Jean-François Copé ne neutralise-t-il pas l’UMP en créant une armée mexicaine ?
Non, la multiplication des nominations s’explique par la volonté de mettre fin au conflit entre deux équipes, celle de Jean-François Copé et celle de François Fillon, en assurant leur représentation à parité dans toutes les instances.

Pourquoi avoir choisi Copé alors que vous êtes centriste ?
Au moment de voter, j’ai estimé qu’il a fait le boulot courageusement au sein du parti. Il ne s’agissait pas de désigner le futur président de la République. Mais je tiens à faire vivre à l’UMP une tendance humaniste utile lorsqu’il faut corriger le tir sur la droitisation. Et même si François Fillon est moins à droite, son directeur de campagne, Eric Ciotti, ne passe pas pour être le centriste idéal…

L’UDI, créée par Jean-Louis Borloo, n’est-elle pas une maison plus accueillante ?
Elle est plus centriste en tout cas. Mais l’UDI a rassemblé des petits partis qui, à l’origine, ne s’entendaient pas entre eux. Le socle solide de l’opposition reste l’UMP. Si demain un grand leader se définissait au centre, je participerais à ce mouvement-là.

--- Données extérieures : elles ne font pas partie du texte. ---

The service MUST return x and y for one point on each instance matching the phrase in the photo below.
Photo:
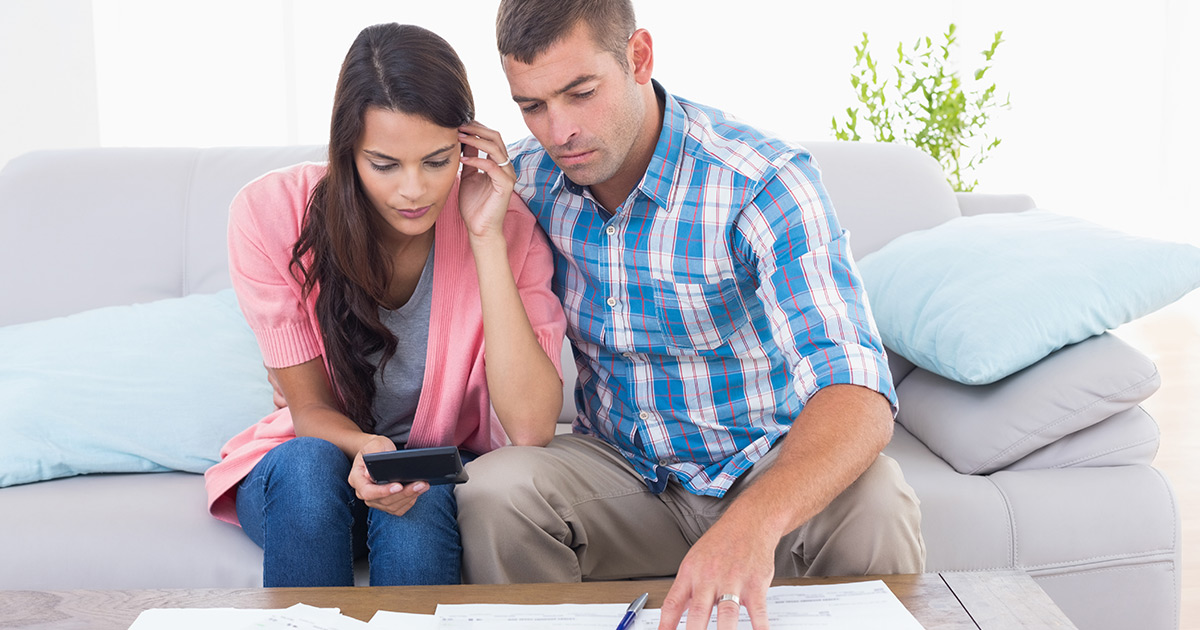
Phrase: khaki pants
(576, 510)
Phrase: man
(733, 393)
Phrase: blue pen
(627, 622)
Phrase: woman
(395, 304)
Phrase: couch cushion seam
(1047, 427)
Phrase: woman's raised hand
(486, 183)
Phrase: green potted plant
(927, 106)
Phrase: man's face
(581, 105)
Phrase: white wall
(1103, 94)
(47, 76)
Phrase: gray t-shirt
(399, 383)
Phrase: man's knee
(502, 483)
(874, 527)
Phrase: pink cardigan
(454, 408)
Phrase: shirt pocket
(699, 316)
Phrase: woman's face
(407, 166)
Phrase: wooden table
(951, 600)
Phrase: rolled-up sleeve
(809, 285)
(264, 223)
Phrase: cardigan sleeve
(264, 225)
(533, 280)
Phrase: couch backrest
(96, 227)
(882, 191)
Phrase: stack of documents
(852, 606)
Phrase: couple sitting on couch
(708, 291)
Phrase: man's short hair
(527, 28)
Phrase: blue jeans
(298, 505)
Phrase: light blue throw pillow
(142, 388)
(979, 298)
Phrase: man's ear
(641, 55)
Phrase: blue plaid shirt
(717, 300)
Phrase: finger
(400, 502)
(493, 149)
(496, 172)
(757, 611)
(727, 615)
(478, 129)
(700, 612)
(673, 606)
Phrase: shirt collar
(664, 167)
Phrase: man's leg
(871, 528)
(569, 511)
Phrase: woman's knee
(307, 474)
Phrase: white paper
(402, 621)
(851, 606)
(532, 617)
(299, 617)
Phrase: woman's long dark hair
(402, 69)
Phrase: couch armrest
(978, 203)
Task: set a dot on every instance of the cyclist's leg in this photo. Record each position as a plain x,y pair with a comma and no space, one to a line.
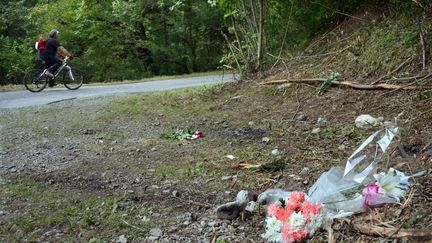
55,64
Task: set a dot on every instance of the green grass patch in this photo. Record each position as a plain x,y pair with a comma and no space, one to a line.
188,171
42,207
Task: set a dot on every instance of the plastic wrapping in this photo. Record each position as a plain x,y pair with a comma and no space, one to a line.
339,189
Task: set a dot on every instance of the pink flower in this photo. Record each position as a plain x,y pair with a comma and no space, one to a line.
291,205
283,214
299,234
309,209
287,233
280,213
370,192
272,209
297,196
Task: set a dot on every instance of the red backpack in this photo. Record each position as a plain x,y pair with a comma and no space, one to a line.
40,44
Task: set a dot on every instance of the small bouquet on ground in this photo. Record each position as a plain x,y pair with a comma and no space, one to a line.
293,219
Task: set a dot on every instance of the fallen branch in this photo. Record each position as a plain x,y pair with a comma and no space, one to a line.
422,42
395,70
373,230
348,84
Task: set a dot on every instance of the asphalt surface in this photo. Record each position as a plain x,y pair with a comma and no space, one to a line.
16,99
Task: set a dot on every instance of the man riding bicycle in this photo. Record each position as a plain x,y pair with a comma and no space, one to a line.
52,46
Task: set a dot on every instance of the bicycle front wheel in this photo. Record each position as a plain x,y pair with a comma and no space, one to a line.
34,81
73,80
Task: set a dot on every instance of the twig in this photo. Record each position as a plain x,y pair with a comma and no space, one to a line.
133,226
426,147
351,16
204,205
324,54
350,84
395,70
422,42
374,230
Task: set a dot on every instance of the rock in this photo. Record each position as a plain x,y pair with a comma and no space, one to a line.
316,130
272,195
321,121
302,118
122,239
284,86
232,210
156,232
366,121
304,171
251,206
230,156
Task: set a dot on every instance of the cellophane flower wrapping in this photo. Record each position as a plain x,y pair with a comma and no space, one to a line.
292,219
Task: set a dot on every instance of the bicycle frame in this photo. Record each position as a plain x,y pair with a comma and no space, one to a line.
65,59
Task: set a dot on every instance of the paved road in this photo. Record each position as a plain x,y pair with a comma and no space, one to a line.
24,98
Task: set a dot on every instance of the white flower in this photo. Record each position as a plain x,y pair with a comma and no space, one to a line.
314,224
273,230
393,183
297,220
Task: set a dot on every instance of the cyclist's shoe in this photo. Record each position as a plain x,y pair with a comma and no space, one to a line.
49,74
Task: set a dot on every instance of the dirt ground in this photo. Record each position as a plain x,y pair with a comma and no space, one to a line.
98,170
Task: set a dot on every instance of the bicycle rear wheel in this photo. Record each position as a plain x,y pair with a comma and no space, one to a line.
76,82
34,81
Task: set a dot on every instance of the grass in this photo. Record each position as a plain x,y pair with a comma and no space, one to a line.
52,207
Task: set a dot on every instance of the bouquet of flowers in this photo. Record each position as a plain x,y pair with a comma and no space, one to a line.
292,219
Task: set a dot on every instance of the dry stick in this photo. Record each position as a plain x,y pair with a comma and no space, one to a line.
422,42
406,78
283,41
324,54
204,205
374,230
410,84
232,51
351,16
133,226
349,84
395,70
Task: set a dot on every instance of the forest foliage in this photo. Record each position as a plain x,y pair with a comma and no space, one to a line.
120,39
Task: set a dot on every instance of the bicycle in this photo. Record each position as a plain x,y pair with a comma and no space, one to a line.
36,80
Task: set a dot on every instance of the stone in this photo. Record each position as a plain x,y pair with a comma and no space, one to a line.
175,193
156,232
321,121
365,121
230,156
122,239
302,118
304,171
284,86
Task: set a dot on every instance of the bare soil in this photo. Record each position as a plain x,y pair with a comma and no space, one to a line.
97,169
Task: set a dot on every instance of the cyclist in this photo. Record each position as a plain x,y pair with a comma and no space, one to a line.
52,46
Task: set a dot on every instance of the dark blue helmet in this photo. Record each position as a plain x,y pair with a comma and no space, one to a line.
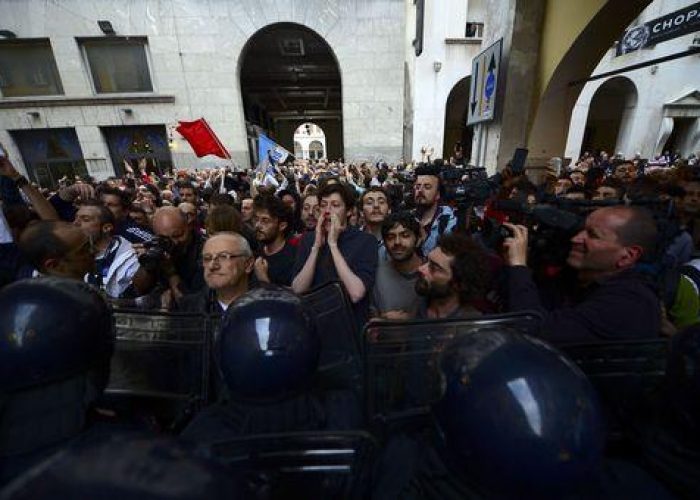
517,417
683,380
267,345
125,465
51,329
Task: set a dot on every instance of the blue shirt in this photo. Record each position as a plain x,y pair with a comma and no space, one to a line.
443,222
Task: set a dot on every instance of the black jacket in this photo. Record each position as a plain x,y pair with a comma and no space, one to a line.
624,306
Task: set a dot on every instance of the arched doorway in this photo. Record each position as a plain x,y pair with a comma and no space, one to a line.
311,140
610,116
456,130
567,59
289,75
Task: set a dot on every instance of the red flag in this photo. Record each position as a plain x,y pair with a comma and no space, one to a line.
202,139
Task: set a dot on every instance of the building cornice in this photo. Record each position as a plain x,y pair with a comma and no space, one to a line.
62,101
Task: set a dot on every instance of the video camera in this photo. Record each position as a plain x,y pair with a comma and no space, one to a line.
157,248
464,187
550,230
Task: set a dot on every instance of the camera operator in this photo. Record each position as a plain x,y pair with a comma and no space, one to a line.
434,218
175,253
117,270
615,301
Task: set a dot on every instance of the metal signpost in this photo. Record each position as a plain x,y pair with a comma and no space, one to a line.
483,92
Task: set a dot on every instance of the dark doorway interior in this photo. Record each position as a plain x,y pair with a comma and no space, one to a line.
606,114
456,130
680,140
146,144
51,155
289,75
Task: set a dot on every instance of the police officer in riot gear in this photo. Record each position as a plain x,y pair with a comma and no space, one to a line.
667,430
267,350
516,419
125,465
56,339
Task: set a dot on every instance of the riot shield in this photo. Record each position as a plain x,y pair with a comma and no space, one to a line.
340,365
161,365
625,374
402,373
319,465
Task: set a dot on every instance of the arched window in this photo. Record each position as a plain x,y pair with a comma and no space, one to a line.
316,150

La droite a-t-elle perdu la présidentielle en se radicalisant ?
Sur les problèmes d’immigrations, économiques et d’insécurité, notre électorat attendait de Nicolas Sarkozy des propos forts. Il aurait plus perdu encore à faire autrement. Même si parfois je le regrette, nos concitoyens aspirent à un ordre qu’ils ne trouvent plus. Ne jamais traiter avec le FN est un luxe essentiel mais il faut quand même que certains d’entre nous acceptent d’incarner une droite populaire.

Où se trouve alors la limite ? Cela ne vous gène pas que l’UMP adopte le vocabulaire et les idées du FN ?
Je combats le FN. Rien ne peut se passer avec un parti politique qui prône la défiance et la haine entre les êtres. Pour moi, un être, quelle que soit sa couleur et sa religion, est égal à un autre. C’est mon ADN humaniste. J’explique à mes amis qui seraient tentés d’aller chercher un gisement de voix au FN de se méfier car l’UMP risque d’y perdre son identité sans pour autant gagner les élections.

Y aura-t-il réellement des élections internes à l’UMP à l’automne ?
Les élus locaux nous disent de ne pas leur mettre sur le dos une élection interne qui va forcément nous diviser à quelques mois des municipales. Je suis de ceux qui préféreraient qu’on attende.

Le gouvernement semble reculer pour interdire le cumul des mandats…
Je suis un peu isolé dans mon propre camp sur ce sujet ! Pour moi, le bon mode de fonctionnement, c’est qu’un parlementaire puisse être conseiller régional, général ou adjoint au maire mais sans pouvoir présider un exécutif.

Comment expliquez-vous l’hésitation au PS ?
C’est la vieille machine socialiste. On promet, on fait des annonces et après on rétrograde à fond les manettes.

Pourquoi avoir voté contre le mariage pour tous ?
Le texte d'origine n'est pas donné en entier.